El silencio que sigue es ensordecedor.
Luego, una furia cruda y vieja comienza a arder en mi interior.
Aprieto la mandíbula.
—Y ustedes... —mis ojos se oscurecen de rabia—. Sé todo lo que hicieron. Se que les pagaron a los padres de Anne para borrar cada rastro de que yo existía en su vida.
Mis padres palidecen, pero no niegan nada.
—No los voy a perdonar. Nunca.
Mi padre abre la boca para hablar, pero lo interrumpo con una mirada gélida.
—No quiero sus excusas. No quiero oír cómo intentan justificar sus actos. Todo lo que hicieron destruyó a Anne. Y también a mí.

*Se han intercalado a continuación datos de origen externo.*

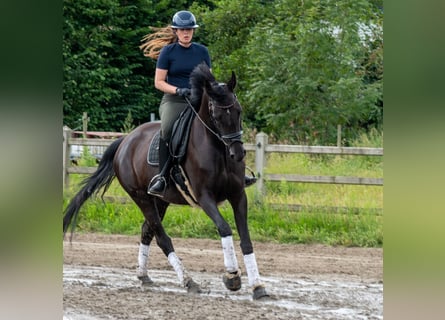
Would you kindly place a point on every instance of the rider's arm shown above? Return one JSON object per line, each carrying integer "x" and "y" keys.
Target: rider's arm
{"x": 161, "y": 83}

Me levanto de la mesa con el corazón latiendo desbocado, sintiéndome más vacío que nunca.
—Y lo peor de todo es que ustedes nunca fueron capaces de amar a nadie... —miro a mi madre con una tristeza infinita—. Ni siquiera a su propio hijo.
Dicho eso, me alejo sin esperar respuesta. Sé que no la habrá. Porque, al final del día, ellos también son prisioneros de sus propias decisiones. Igual que yo.
Unos días después, el timbre resonó en la casa, y cuando abrí la puerta, la vi.
La madre de Anne estaba ahí, con el rostro tenso y los ojos reflejando una ansiedad que no podía ocultar. No sabía nada. Ni que Anne y yo habíamos terminado, ni que ella se había ido.
—¿Dónde está mi hija? —preguntó con voz temblorosa.
Sentí un nudo en la garganta. Miré hacia otro lado, incapaz de sostener su mirada.
—Se fue —respondí, sintiéndome miserable al decirlo en voz alta.
—¿Se fue? ¿Por qué? —insistió, con la preocupación pintada en cada una de sus facciones.